Der 5. Februar 2020 ist ein Datum von historischer Dimension: Der geschäftsführende Ministerpräsident Bodo Ramelow (Linke) ist im dritten Wahlgang dem FDP-Kandidaten Thomas Kemmerich unterlegen. Der FDP-Politiker wurde mithilfe der Stimmen der AfD zum neuen Ministerpräsidenten von Thüringen gewählt.

Wenn man genauer hinsieht, ist der braune Schimmer zu erkennen © DAZ

Kemmerich setzte sich bei der Abstimmung am Mittwoch im Landtag in Erfurt im entscheidenden dritten Wahlgang auch mit Stimmen von CDU und der AfD von Parteichef Björn Höcke gegen den bisherigen Amtsinhaber Bodo Ramelow (Linke) durch. Der von der AfD aufgestellte parteilose Kandidat Christoph Kindervater erhielt im dritten Wahlgang keine Stimme. Die Entscheidung für Kemmerich fiel mit einer Stimme Mehrheit. Auf Ramelow entfielen 44 Stimmen, Kemmerich erhielt 45 Stimmen. Es gab eine Enthaltung. Soviel zu den Fakten.

Für das Land Thüringen bedeutet dieser AfD-Coup mit hoher Wahrscheinlichkeit Neuwahlen. Für die Bundesrepublik Deutschland steht eine Inventur an. Die Bundes-CDU ist mit ihrem Spitzenduo Angela Merkel und Annegret Kramp-Karrenbauer in eine Führungskrise getaumelt, die gefährliche Ausmaße hat. Da die Thüringer CDU offenbar zu verkommen ist, um einen Ministerpräsidenten einer 5-Prozent-Partei (FDP) nicht als perfide Umkehrung des Wählerwillens zu begreifen, sind in Thüringen und in vielen Westdeutschen Städten Tausende Menschen auf die Straße gegangen, um gegen diesen antidemokratischen Coup zu demonstrieren.

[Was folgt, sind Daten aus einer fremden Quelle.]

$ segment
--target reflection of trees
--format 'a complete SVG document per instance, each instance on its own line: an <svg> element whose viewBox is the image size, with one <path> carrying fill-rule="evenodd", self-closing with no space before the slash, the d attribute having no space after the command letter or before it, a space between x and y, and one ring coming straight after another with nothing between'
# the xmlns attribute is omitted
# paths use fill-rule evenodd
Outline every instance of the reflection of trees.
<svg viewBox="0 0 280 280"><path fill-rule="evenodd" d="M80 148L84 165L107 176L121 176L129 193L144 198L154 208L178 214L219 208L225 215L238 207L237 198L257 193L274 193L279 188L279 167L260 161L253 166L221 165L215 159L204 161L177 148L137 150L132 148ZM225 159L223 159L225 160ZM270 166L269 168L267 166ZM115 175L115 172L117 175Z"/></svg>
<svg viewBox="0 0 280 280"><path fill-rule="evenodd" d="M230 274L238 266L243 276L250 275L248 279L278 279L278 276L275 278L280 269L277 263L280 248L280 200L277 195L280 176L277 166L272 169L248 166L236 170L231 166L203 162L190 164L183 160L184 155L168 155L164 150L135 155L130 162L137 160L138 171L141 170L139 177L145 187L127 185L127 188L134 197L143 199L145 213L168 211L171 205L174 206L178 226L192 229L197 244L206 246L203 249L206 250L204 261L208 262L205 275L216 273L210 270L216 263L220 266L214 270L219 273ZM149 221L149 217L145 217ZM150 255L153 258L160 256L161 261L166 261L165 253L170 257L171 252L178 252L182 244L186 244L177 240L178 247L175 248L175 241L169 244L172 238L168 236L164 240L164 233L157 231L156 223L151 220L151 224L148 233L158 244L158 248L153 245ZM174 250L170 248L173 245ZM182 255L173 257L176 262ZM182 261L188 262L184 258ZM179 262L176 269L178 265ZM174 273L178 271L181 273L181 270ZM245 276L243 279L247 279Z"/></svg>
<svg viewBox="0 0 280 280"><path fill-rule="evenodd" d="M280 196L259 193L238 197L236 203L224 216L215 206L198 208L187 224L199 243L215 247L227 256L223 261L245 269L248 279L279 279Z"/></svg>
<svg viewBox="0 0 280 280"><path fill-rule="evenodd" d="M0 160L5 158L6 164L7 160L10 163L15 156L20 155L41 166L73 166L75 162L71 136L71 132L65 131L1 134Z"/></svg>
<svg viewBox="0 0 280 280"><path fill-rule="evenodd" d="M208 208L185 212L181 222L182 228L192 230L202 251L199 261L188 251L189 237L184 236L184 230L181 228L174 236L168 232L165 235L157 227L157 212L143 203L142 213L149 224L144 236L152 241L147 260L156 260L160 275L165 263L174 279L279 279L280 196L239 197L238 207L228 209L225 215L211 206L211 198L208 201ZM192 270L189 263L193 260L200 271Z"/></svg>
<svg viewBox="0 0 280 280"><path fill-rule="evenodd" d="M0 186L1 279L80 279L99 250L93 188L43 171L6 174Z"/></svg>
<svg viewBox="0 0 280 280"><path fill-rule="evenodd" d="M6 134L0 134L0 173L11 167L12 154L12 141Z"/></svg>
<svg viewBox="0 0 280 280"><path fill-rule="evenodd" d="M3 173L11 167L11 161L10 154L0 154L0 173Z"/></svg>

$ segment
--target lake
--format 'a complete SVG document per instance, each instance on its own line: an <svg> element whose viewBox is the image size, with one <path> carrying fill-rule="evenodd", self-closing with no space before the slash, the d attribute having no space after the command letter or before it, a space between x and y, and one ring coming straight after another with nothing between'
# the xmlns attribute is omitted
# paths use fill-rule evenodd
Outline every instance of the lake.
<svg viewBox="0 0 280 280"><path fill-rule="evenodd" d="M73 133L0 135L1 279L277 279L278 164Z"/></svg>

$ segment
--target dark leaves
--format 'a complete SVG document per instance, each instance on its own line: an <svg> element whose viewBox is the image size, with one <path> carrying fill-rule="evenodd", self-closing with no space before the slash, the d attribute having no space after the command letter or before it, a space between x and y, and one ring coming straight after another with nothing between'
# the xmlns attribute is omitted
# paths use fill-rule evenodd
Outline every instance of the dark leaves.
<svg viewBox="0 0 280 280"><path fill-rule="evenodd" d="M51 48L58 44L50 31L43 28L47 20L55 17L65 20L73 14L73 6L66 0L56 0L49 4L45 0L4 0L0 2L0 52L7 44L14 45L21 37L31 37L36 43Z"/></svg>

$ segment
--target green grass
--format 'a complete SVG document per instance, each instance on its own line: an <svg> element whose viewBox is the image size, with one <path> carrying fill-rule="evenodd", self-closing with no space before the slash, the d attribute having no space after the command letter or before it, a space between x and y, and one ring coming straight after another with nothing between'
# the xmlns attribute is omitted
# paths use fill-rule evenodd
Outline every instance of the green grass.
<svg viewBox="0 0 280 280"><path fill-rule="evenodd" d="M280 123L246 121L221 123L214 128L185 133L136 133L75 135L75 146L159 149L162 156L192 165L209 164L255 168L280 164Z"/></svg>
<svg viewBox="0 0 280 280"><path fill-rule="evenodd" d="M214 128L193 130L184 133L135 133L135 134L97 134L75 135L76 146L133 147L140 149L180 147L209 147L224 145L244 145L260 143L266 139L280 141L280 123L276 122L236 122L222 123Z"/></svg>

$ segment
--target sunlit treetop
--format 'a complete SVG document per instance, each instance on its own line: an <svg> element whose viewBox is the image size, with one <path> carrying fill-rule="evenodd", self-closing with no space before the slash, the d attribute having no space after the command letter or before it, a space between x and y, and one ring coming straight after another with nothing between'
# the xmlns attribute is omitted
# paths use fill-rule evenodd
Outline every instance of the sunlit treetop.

Es steht aber nach der Thüringer Trickserei nicht nur die Glaubwürdigkeit der CDU und der FDP im Bund auf dem Spiel, auch die Regierungskoalition könnte platzen, falls dieser Unfall nicht schnellstmöglich eben als Unfall markiert wird und eine Wiederholung für alle Zeiten über die Satzungen und Geschäftsordnungen der demokratischen Parteien ausgeschlossen wird: Mit einer Partei wie der AfD darf es keine Zusammenarbeit geben, in keinem Parlament, in keinem Stadtrat.

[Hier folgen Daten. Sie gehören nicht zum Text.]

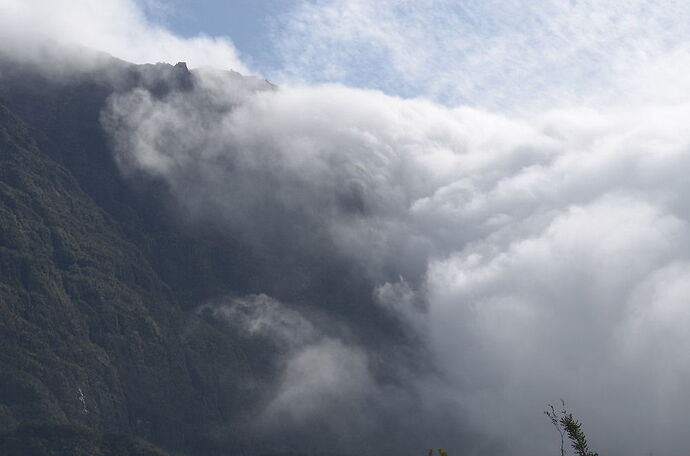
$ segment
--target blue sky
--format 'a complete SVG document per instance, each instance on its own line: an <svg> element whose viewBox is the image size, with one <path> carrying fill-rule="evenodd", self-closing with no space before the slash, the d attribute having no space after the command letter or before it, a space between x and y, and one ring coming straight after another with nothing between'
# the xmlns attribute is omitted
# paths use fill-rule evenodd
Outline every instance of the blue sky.
<svg viewBox="0 0 690 456"><path fill-rule="evenodd" d="M227 36L247 60L270 68L270 34L278 18L294 8L293 0L170 0L145 3L147 14L176 34Z"/></svg>
<svg viewBox="0 0 690 456"><path fill-rule="evenodd" d="M9 5L9 6L8 6ZM674 103L686 0L1 0L11 33L509 114ZM635 93L634 99L630 96Z"/></svg>
<svg viewBox="0 0 690 456"><path fill-rule="evenodd" d="M341 83L491 110L670 100L690 5L633 0L140 0L184 37L225 36L278 84ZM662 84L659 77L672 80ZM653 93L649 93L653 92Z"/></svg>

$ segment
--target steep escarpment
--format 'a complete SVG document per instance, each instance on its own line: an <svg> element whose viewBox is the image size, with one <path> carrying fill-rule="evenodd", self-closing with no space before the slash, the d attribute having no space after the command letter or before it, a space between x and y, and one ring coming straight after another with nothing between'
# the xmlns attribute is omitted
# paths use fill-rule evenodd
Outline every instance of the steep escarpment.
<svg viewBox="0 0 690 456"><path fill-rule="evenodd" d="M22 456L169 456L170 453L125 434L82 426L25 425L0 434L0 452Z"/></svg>
<svg viewBox="0 0 690 456"><path fill-rule="evenodd" d="M218 430L248 400L233 388L250 375L246 356L185 306L197 293L185 285L204 271L184 271L198 271L203 240L159 222L164 189L151 183L160 195L142 200L133 192L145 189L120 178L98 127L111 90L93 76L0 77L3 454L27 451L17 435L48 448L60 440L54 426L71 429L67 440L101 442L102 454L155 454L108 453L102 432L189 454L242 452L241 434Z"/></svg>
<svg viewBox="0 0 690 456"><path fill-rule="evenodd" d="M100 122L111 95L143 88L162 97L188 90L193 74L183 65L97 58L93 68L77 66L65 75L46 70L45 64L0 56L0 100L26 122L41 151L67 169L84 193L119 223L183 305L193 307L229 285L245 286L253 274L251 265L243 268L244 275L231 267L237 256L246 256L242 246L217 236L213 227L185 230L165 185L146 176L125 178Z"/></svg>

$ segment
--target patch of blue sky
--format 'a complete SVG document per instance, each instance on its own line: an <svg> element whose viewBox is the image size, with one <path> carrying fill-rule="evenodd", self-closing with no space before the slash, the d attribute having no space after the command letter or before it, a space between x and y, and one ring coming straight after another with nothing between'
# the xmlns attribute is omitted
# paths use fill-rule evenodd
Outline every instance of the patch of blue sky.
<svg viewBox="0 0 690 456"><path fill-rule="evenodd" d="M631 86L650 92L645 81L669 59L690 68L681 0L141 1L154 15L168 10L159 16L175 33L229 37L278 84L341 83L449 106L610 103ZM649 96L666 96L657 86Z"/></svg>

In Augsburg haben die Oberbürgermeisterkandidaten der CSU, der Grünen, der SPD eine Brandmauer gezogen und diese nach der Schockwelle aus Thüringen ungefragt verstärkt. Auch der Augsburger CSU-Chef Volker Ullrich ließ keinen Zweifel daran aufkommen, dass die AfD als Partner niemals in Frage kommen darf, ebenso Bayerns Ministerpräsident Markus Söder: “ein inakzeptabler Dammbruch”. Stellungsnahmen gleicher Art gibt es von den Augsburger Akteuren Frederik Hintermayr (Linke) und Cemal Bozoglu (Grüne/MdL), Matthias Lorentzen (Grüne), Peter Hummel (FW), Roland Wegner (V-Partei). Der Oberbürgermeisterkandidat der Augsburger FDP Lars Vollmar sagte auf Anfrage, dass die FDP nicht mehr seine Partei wäre, würde sie mit der AfD zusammenarbeiten. Dass ein FDP-Mann mit den Stimmen der AfD zum Ministerpräsident von Thüringen gewählt wurde, nannte Vollmar “unhygienisch”.

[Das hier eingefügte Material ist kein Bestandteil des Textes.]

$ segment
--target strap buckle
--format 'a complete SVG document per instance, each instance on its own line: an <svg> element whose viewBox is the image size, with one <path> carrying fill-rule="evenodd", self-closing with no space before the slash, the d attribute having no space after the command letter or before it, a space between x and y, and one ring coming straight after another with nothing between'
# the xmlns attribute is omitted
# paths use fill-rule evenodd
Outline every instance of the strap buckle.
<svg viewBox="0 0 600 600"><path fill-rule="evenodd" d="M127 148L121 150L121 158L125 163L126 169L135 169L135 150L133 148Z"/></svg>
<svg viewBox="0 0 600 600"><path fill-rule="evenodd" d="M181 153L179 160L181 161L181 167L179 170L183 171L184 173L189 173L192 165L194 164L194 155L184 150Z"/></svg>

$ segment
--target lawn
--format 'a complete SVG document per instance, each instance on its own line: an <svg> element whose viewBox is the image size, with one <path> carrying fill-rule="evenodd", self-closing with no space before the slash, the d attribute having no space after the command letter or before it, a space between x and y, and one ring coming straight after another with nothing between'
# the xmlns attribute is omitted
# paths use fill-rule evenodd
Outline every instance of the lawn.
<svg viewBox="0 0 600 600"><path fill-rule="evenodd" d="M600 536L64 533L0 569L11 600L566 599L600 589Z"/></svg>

Apropos Hygiene: In einer AZ-Fragerunde an alle OB-Kandidaten der Stadt Augsburg, wie man es denn zur Migration stehe, antwortete der Augsburger AfD-Kandidat sinngemäß so, dass die “parasitäre Einwanderung” ein großes Problem sei. Nazi-Sprech und Nazis in den deutschen Parlamenten, in den politischen Zirkeln und auf den Straßen sind unerträglich. Es wird höchste Zeit, dass man dagegen mit größtmöglicher Intoleranz vorgeht. Den Namen “Kemmerich” sollte man sich merken. Heute ist er zu einer politischen Metapher geworden. (Siegfried Zagler)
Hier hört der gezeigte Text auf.